速報 2024年度(令和6年度)税制改正解説

1. 改正のポイント

(1)趣旨・背景

国際的な法人税引下げ競争を防止するため、各国ごとに最低15%以上の課税を確保するグローバル・ミニマム課税の導入が2021(令和3)年10月にOECD加盟国等の間で合意された。
グローバル・ミニマム課税は下図①~③の制度で構成され、「①所得合算ルール」は2023(令和5)年度税制改正において「各対象会計年度の国際最低課税額に対する法人税等」として法制化、「②軽課税所得ルール」及び「③国内ミニマム課税」は2024(令和6)年度以降の法制化が検討されていた。
グローバル・ミニマム課税は連結総収入金額が7.5億ユーロ以上の多国籍企業グループに適用される。

 

 

(2)内容

① 所得合算ルールの見直し:OECD等の議論を踏まえ見直し(適用免除基準、外国税額控除などの見直し)
② 軽課税所得ルールの法制化:今年度改正では法制化されず、2025(令和7)年度以降の法制化を検討
③ 国内ミニマム課税の法制化:今年度改正では法制化されず、2025(令和7)年度以降の法制化を検討

2. 適用時期

① 所得合算ルールの見直し:大綱に記載なし
② 軽課税所得ルールの法制化:2025(令和7)年度以降
③ 国内ミニマム課税の法制化:2025(令和7)年度以降

3. 実務のポイント

  • グローバル・ミニマム課税についてのOECD等での議論は継続している。

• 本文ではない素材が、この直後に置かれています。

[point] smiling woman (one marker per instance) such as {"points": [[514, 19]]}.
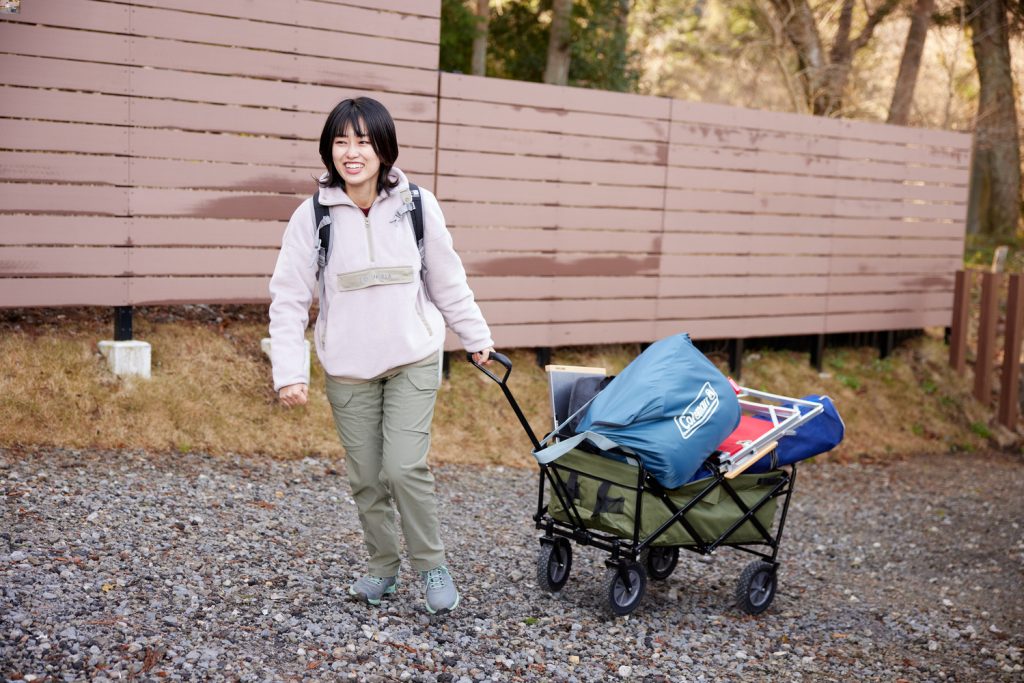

これらの議論を踏まえた見直しや改正が見込まれるため、今後の議論のキャッチアップが重要である。
  • 軽課税所得ルールと国内ミニマム課税の法制化については、検討事項となっている。実際に導入されるかどうかについても含めて今後の情報を確認する必要がある。

 

 

内容につきましては、「令和6年度税制改正大綱」に基づき、情報の提供を目的として、一般的な概要をまとめたものです。そのため、今後国会に提出される予定の法案等を確認する必要があり、当該法案等において本資料に記載した内容とは異なる内容が制定される場合もありますのでご留意ください。対策の立案・実行は専門家にもご相談のうえ、ご自身の責任において取り組んでいただきますよう、よろしくお願い申し上げます。